ID, is God of the gaps. And if that is the standard then I believe all theology is God of the gaps at some point. But that does not mean either that no truth exists. The point is evolution gives a mechanism, ID doesn't, that is why I also said, if you happen to remember, that ID is a philosophical take on the matter not a scientific one.
As for being T.E, it is not mine, same is YEC is not yours. I have been studying biology lately, purely from a layman's perspective of course, but I am more leaning towards Evolutionary biology, and not TE. And that is the precise reason I said earlier that if you have a problem with T.E then that would only be superficial as an objection, since the ones objecting don't have anything to show for it, for at the heart you also believe that God is behind it all whether you believe YEC or not. Of course within faith and theism, you would be a hypocrite to object to T.E, which also makes its claims within theism and not outside of it. So that was basically what I was trying to say, you can not attack T.E from within theism for scientific explanations, for which T.E attributes God as source and obviously a God of the gaps.
You can within theism try T.E for theological problems, but not God of the gaps, since your objection can be put to your belief in return too.
If you want to attack T.E through science, then be my guest, at that point, a God of the gaps because irrelevant as an objection, since you are open to it one way or the other as well. You would have to object within the confines of evolution science and form there, the evidence is the best guide, you either be convinced or not, though I hope its the former and not the latter.
If you remember our last argument, I clearly said that I WAS NOT advocating for T.E. Only evolution.
If God chose? That is contingency on the highest degree. It is essentially the same as how an Arminian deals with predestination. That God looked through time, saw the outcome and THEN made a decision.
Here is your problem, you are taking the atheist definition of evolution and applying to it to T.E, are you okay?
Under the case of T.E, God didn;t saw the outcome, God willed the outcome. In this case evolution is not random at all, it is guided. So if God chooses man, he doesn't chooses it over a canary or a hippo, just because he liked to. T.E carries the full implications of theology, it means that man was in God's mind since forever, and he chose evolution as the mechanism to derive life and therefore come to a time when man comes on the scene and therefore God can appoint him as he so well pleases. more on this below but this just shows why you talking past me, you assume T.E to be God knows what but I am sure its a heresy in your opinion, if you knew T.E you wouldn't even make this objection.
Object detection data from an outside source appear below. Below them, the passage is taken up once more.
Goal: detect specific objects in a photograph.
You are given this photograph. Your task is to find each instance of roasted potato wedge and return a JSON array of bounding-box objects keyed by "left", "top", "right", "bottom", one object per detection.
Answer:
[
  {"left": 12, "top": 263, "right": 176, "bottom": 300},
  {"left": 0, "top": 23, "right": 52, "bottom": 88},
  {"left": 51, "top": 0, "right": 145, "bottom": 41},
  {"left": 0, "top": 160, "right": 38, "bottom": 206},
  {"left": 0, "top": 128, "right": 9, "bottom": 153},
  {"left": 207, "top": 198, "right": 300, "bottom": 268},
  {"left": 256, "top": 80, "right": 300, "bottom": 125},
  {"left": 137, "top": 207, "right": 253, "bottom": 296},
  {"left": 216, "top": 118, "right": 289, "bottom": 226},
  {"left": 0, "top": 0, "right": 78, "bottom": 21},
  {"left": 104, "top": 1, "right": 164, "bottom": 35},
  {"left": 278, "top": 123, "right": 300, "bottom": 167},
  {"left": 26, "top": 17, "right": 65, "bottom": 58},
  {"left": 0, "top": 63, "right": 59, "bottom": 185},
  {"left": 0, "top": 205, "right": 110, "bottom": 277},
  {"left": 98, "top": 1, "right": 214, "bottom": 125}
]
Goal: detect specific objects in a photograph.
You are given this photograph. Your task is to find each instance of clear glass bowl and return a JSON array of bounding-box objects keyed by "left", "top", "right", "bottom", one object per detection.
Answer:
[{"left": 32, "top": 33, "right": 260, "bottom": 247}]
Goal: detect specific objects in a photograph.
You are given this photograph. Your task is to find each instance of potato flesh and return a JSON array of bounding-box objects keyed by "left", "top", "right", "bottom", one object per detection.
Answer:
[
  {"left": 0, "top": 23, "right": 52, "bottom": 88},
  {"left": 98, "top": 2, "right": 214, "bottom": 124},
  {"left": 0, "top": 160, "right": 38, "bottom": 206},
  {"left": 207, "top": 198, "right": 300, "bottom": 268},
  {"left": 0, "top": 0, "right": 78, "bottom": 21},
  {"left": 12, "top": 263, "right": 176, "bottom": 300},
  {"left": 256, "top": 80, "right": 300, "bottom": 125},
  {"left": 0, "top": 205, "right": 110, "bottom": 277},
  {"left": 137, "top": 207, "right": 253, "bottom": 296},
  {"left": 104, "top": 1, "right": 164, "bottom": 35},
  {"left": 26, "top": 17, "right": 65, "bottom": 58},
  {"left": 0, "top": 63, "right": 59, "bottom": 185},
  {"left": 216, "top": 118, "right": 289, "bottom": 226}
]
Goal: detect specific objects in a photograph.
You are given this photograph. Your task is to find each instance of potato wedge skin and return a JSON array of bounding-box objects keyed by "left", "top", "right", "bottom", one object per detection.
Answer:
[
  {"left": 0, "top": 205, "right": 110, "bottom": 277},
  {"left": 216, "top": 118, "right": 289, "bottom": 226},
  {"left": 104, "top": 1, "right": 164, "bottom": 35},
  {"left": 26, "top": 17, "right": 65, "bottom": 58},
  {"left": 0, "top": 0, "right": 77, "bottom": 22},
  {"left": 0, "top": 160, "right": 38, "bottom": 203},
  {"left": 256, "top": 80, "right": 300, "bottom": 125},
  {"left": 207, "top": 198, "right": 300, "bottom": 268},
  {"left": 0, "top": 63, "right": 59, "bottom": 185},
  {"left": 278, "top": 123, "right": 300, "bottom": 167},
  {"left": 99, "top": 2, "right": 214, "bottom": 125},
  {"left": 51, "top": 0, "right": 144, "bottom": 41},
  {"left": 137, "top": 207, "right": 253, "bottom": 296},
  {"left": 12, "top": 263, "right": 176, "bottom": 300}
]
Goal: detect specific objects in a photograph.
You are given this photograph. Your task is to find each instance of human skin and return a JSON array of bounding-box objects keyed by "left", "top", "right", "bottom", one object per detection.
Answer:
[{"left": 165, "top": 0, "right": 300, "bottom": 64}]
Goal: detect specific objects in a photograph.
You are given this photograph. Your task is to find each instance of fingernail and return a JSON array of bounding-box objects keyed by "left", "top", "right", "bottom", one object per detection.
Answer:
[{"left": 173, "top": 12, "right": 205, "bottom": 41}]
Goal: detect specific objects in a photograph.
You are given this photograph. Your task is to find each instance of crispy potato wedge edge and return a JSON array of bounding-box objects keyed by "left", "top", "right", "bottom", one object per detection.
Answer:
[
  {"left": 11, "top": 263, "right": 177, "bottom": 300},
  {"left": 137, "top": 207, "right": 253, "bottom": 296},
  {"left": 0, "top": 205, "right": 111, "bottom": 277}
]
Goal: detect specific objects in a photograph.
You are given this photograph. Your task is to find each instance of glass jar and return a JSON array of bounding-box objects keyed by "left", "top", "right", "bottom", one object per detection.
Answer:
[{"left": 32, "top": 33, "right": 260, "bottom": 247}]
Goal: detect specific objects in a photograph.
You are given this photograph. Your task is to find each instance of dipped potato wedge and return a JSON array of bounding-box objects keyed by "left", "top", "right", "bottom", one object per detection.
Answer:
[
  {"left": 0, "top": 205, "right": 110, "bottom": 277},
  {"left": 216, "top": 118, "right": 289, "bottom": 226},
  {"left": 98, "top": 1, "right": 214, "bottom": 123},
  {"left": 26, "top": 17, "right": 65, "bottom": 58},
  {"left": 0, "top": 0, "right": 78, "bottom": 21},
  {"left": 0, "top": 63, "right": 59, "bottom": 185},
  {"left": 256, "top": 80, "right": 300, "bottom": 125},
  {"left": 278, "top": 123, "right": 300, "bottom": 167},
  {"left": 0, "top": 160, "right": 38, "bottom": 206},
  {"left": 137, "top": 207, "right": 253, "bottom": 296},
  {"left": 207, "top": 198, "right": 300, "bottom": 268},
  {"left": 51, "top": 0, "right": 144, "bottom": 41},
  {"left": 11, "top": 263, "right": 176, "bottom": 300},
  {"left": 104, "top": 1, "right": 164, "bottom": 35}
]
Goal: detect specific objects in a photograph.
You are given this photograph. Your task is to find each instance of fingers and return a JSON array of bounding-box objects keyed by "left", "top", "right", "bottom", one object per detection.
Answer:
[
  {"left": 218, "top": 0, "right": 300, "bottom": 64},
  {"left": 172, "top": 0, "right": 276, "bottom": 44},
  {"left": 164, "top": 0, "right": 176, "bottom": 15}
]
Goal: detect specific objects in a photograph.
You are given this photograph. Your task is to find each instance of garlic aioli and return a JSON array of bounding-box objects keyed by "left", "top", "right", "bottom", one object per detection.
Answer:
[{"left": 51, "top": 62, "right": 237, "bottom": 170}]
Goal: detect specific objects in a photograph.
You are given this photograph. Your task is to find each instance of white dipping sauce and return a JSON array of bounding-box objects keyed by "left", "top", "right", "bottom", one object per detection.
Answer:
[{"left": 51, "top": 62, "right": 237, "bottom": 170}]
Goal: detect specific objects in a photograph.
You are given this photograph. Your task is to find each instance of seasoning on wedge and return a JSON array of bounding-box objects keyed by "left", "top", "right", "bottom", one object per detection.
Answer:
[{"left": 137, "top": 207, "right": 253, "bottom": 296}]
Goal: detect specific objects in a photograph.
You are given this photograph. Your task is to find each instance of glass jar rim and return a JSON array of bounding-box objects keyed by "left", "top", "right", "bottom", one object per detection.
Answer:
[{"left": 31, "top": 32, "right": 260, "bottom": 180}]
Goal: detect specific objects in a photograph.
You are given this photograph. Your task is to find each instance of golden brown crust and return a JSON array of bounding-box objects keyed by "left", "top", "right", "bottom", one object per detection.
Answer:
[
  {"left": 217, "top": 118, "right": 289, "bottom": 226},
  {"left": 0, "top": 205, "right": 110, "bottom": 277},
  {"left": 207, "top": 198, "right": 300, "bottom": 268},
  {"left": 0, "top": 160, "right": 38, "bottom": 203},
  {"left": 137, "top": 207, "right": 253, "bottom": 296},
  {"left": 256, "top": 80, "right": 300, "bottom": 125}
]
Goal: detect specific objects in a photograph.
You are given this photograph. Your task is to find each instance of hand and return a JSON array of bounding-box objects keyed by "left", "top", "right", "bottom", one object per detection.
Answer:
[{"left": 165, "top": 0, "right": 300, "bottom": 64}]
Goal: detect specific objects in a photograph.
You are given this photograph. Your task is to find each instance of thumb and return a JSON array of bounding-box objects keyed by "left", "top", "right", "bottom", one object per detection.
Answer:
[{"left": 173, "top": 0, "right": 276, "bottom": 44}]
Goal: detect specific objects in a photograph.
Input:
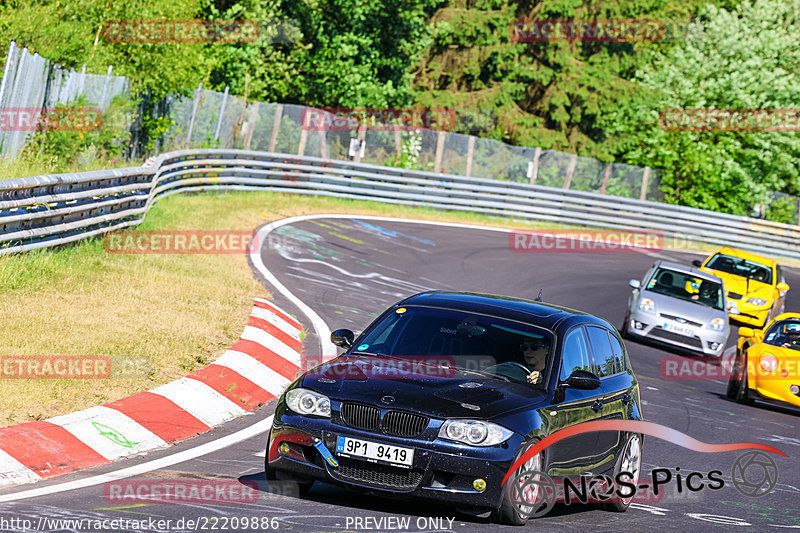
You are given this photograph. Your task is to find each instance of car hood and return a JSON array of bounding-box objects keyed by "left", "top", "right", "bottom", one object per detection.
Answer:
[
  {"left": 703, "top": 268, "right": 772, "bottom": 301},
  {"left": 300, "top": 355, "right": 546, "bottom": 419},
  {"left": 642, "top": 290, "right": 728, "bottom": 325}
]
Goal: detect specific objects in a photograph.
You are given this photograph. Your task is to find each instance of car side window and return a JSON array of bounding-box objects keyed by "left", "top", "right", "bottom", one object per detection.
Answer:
[
  {"left": 586, "top": 326, "right": 618, "bottom": 378},
  {"left": 560, "top": 326, "right": 592, "bottom": 381},
  {"left": 608, "top": 332, "right": 627, "bottom": 372}
]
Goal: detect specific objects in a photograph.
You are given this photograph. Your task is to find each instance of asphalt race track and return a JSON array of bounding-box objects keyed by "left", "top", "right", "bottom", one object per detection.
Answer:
[{"left": 0, "top": 217, "right": 800, "bottom": 533}]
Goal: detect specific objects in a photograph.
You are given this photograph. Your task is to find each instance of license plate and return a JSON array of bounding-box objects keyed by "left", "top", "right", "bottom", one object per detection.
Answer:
[
  {"left": 661, "top": 322, "right": 694, "bottom": 337},
  {"left": 336, "top": 435, "right": 414, "bottom": 467}
]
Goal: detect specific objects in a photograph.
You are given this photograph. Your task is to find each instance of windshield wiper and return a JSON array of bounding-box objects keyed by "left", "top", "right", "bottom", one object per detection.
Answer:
[{"left": 456, "top": 367, "right": 517, "bottom": 382}]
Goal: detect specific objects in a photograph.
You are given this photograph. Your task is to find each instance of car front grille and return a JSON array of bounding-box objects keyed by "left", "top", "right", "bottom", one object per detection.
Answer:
[
  {"left": 382, "top": 411, "right": 428, "bottom": 437},
  {"left": 328, "top": 457, "right": 422, "bottom": 491},
  {"left": 341, "top": 402, "right": 428, "bottom": 437},
  {"left": 650, "top": 327, "right": 703, "bottom": 350},
  {"left": 342, "top": 403, "right": 381, "bottom": 431},
  {"left": 661, "top": 313, "right": 703, "bottom": 327}
]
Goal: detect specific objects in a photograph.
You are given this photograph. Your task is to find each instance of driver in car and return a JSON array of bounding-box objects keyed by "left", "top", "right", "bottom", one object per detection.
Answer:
[
  {"left": 519, "top": 339, "right": 548, "bottom": 384},
  {"left": 781, "top": 324, "right": 800, "bottom": 349}
]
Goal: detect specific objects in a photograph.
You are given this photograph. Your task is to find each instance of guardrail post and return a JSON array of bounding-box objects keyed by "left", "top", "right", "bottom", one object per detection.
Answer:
[
  {"left": 600, "top": 163, "right": 611, "bottom": 194},
  {"left": 465, "top": 135, "right": 475, "bottom": 177},
  {"left": 269, "top": 104, "right": 283, "bottom": 152},
  {"left": 639, "top": 167, "right": 650, "bottom": 200},
  {"left": 564, "top": 154, "right": 578, "bottom": 189},
  {"left": 353, "top": 124, "right": 367, "bottom": 163},
  {"left": 297, "top": 124, "right": 308, "bottom": 156},
  {"left": 394, "top": 124, "right": 403, "bottom": 158},
  {"left": 433, "top": 131, "right": 445, "bottom": 173},
  {"left": 527, "top": 147, "right": 542, "bottom": 185},
  {"left": 244, "top": 102, "right": 259, "bottom": 150},
  {"left": 186, "top": 81, "right": 203, "bottom": 146},
  {"left": 214, "top": 85, "right": 230, "bottom": 141},
  {"left": 99, "top": 65, "right": 112, "bottom": 111}
]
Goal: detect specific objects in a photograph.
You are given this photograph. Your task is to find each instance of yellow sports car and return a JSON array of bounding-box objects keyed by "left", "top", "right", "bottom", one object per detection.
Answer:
[
  {"left": 692, "top": 248, "right": 789, "bottom": 329},
  {"left": 728, "top": 313, "right": 800, "bottom": 407}
]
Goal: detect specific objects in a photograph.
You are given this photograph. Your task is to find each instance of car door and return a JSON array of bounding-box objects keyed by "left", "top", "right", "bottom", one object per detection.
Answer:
[
  {"left": 586, "top": 325, "right": 636, "bottom": 469},
  {"left": 547, "top": 325, "right": 600, "bottom": 476}
]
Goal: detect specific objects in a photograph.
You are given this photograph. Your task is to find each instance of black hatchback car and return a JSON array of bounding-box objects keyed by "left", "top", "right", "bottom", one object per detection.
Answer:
[{"left": 265, "top": 291, "right": 642, "bottom": 525}]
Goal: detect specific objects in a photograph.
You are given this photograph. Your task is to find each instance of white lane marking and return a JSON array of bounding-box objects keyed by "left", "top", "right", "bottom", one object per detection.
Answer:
[
  {"left": 250, "top": 215, "right": 336, "bottom": 357},
  {"left": 0, "top": 450, "right": 41, "bottom": 487},
  {"left": 47, "top": 405, "right": 167, "bottom": 461},
  {"left": 250, "top": 307, "right": 300, "bottom": 341},
  {"left": 214, "top": 350, "right": 291, "bottom": 397},
  {"left": 150, "top": 377, "right": 246, "bottom": 427},
  {"left": 242, "top": 326, "right": 303, "bottom": 367},
  {"left": 0, "top": 415, "right": 272, "bottom": 503}
]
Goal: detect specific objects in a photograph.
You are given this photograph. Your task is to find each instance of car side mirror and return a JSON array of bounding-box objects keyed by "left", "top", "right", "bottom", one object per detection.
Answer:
[
  {"left": 331, "top": 329, "right": 356, "bottom": 349},
  {"left": 562, "top": 370, "right": 600, "bottom": 390},
  {"left": 739, "top": 326, "right": 756, "bottom": 338}
]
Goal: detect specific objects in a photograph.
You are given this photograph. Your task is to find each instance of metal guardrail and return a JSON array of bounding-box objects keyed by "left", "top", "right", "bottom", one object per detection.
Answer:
[{"left": 0, "top": 150, "right": 800, "bottom": 259}]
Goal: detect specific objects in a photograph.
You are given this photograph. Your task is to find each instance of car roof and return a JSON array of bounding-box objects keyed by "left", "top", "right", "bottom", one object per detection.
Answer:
[
  {"left": 655, "top": 261, "right": 722, "bottom": 283},
  {"left": 709, "top": 247, "right": 778, "bottom": 267},
  {"left": 396, "top": 291, "right": 614, "bottom": 331}
]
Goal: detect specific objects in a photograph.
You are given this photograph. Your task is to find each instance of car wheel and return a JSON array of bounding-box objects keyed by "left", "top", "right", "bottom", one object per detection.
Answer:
[
  {"left": 619, "top": 309, "right": 631, "bottom": 339},
  {"left": 600, "top": 433, "right": 642, "bottom": 513},
  {"left": 725, "top": 353, "right": 742, "bottom": 400},
  {"left": 264, "top": 443, "right": 314, "bottom": 494},
  {"left": 493, "top": 440, "right": 555, "bottom": 526},
  {"left": 736, "top": 363, "right": 753, "bottom": 405}
]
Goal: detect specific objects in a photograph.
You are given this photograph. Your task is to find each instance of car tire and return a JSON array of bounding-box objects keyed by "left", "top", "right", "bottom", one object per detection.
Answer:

I think you have assumed the wrong idea of "chose" here. My implication was not that God chose among all the possibilities that were within his range because of the evolutionary randomness. I meant that the possibilities are a result of God's purpose and will, of which evolution is only a vessel of deliverance. If man was in God's mind since eternity, then God always knew how it would come to man and his choosing of man. The only point is how God decided to do it. I fail to see any contingency here. In Guided evolution, how could God be contingent since he already knows the outcome, his will is the outcome and therefore he guides evolutionary processes. The possibilities are not shaped by randomness, but by God, that is why is it called guided evolution. I am not specifically T.E anymore, but I would certainly like to defend this against strawmen or misinformed ideas.